Should I separate the suffix, in this case "d", out of the string
first, then try and match it in the enum using a switch statement?
Yes.
For a fully working example:
private void button1_Click( object sender, EventArgs e ) {
String value = "30d";
Duration d = (Duration)Enum.Parse(typeof(Duration), value.Substring(value.Length - 1, 1).ToUpper());
DateTime result = d.From(new DateTime(), value);
MessageBox.Show(result.ToString());
}
enum Duration { D, W, M, Y };
static class DurationExtensions {
public static DateTime From( this Duration duration, DateTime dateTime, Int32 period ) {
switch (duration)
{
case Duration.D: return dateTime.AddDays(period);
case Duration.W: return dateTime.AddDays((period*7));
case Duration.M: return dateTime.AddMonths(period);
case Duration.Y: return dateTime.AddYears(period);
default: throw new ArgumentOutOfRangeException("duration");
}
}
public static DateTime From( this Duration duration, DateTime dateTime, String fullValue ) {
Int32 period = Convert.ToInt32(fullValue.ToUpper().Replace(duration.ToString(), String.Empty));
return From(duration, dateTime, period);
}
}
I really don't see how using an enum helps here.

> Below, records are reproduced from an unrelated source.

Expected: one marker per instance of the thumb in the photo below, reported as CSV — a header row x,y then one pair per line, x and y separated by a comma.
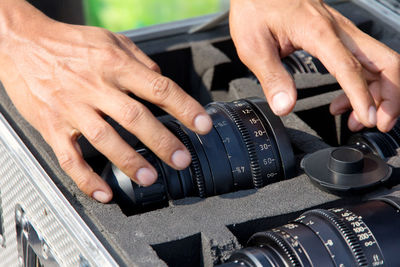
x,y
260,54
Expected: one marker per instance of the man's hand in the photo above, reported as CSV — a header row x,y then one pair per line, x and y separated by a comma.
x,y
63,79
368,71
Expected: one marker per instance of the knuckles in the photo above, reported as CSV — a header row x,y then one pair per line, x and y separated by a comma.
x,y
132,113
351,64
97,133
128,163
161,88
67,161
164,145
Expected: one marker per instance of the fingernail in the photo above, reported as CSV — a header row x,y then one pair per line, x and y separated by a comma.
x,y
355,125
101,196
145,176
391,125
280,103
356,117
203,123
372,115
181,159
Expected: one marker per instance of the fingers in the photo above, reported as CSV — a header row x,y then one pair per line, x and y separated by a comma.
x,y
345,67
75,166
137,119
138,53
107,141
259,53
165,93
382,67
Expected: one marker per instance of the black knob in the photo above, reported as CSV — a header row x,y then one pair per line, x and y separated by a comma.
x,y
346,160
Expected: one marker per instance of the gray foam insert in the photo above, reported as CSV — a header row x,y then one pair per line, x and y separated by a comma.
x,y
197,231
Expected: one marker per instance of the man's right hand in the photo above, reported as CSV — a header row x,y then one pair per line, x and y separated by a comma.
x,y
63,79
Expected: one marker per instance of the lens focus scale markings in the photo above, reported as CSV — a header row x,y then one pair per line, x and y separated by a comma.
x,y
254,163
247,147
232,141
268,161
366,239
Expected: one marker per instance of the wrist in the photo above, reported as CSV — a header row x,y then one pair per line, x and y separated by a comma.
x,y
18,18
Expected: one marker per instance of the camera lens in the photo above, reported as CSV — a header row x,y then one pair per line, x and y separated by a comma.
x,y
247,148
384,145
362,235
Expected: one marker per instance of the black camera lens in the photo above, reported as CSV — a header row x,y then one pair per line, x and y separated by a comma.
x,y
364,235
247,148
384,145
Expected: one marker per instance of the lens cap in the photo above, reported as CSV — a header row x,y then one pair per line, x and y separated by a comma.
x,y
345,170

Here's how I might approach it.
string s = "30d";
int typeIndex = s.IndexOfAny(new char[] { 'd', 'w', 'm' });
if (typeIndex > 0)
{
int value = int.Parse(s.Substring(0, typeIndex));
switch (s[typeIndex])
{
case 'd':
result = DateTime.Now.AddDays(value);
break;
case 'w':
result = DateTime.Now.AddDays(value * 7);
break;
case 'm':
result = DateTime.Now.AddMonths(value);
break;
}
}
Depending on the reliability of your input data, you might need to use int.TryParse() instead of int.Parse(). Otherwise, this should be all you need.
Note: I've also written a sscanf() replacement for .NET that would handle this quite easily. You can see the code for that in the article A sscanf() Replacement for .NET.

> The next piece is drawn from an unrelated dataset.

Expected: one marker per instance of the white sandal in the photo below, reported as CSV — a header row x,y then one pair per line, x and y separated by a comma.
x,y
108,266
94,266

Try the following code, assuming that values like "30d" are in a string 'val'.
DateTime ConvertValue(string val) {
if (val.Length > 0) {
int prefix = Convert.ToInt32(val.Length.Remove(val.Length-1));
switch (val[val.Length-1]) {
case 'd': return DateTime.Now.AddDays(prefix);
case 'm': return DateTime.Now.AddMonths(prefix);
// etc.
}
throw new ArgumentException("string in unexpected format.");
}
Example of a console application example/tutorial:
enum DurationType
{
[DisplayName("m")]
Min = 1,
[DisplayName("h")]
Hours = 1 * 60,
[DisplayName("d")]
Days = 1 * 60 * 24
}
internal class Program
{
private static void Main(string[] args)
{
string input1 = "10h";
string input2 = "1d10h3m";
var x = GetOffsetFromDate(DateTime.Now, input1);
var y = GetOffsetFromDate(DateTime.Now, input2);
}
private static Dictionary<string, DurationType> suffixDictionary
{
get
{
return Enum
.GetValues(typeof (DurationType))
.Cast<DurationType>()
.ToDictionary(duration => duration.GetDisplayName(), duration => duration);
}
}
public static DateTime GetOffsetFromDate(DateTime date, string input)
{
MatchCollection matches = Regex.Matches(input, #"(\d+)([a-zA-Z]+)");
foreach (Match match in matches)
{
int numberPart = Int32.Parse(match.Groups[1].Value);
string suffix = match.Groups[2].Value;
date = date.AddMinutes((int)suffixDictionary[suffix]);
}
return date;
}
}
[AttributeUsage(AttributeTargets.Field)]
public class DisplayNameAttribute : Attribute
{
public DisplayNameAttribute(String name)
{
this.name = name;
}
protected String name;
public String Name { get { return this.name; } }
}
public static class ExtensionClass
{
public static string GetDisplayName<TValue>(this TValue value) where TValue : struct, IConvertible
{
FieldInfo fi = typeof(TValue).GetField(value.ToString());
DisplayNameAttribute attribute = (DisplayNameAttribute)fi.GetCustomAttributes(typeof(DisplayNameAttribute), false).FirstOrDefault();
if (attribute != null)
return attribute.Name;
return value.ToString();
}
}
Uses an attribute to define your suffix, uses the enum value to define your offset.
Requires:
using System;
using System.Collections.Generic;
using System.Linq;
using System.Reflection;
using System.Text.RegularExpressions;
It may be considered a hack to use the enum integer value but this example will still let you parse out all the Enums (for any other use like switch case) with little tweaks.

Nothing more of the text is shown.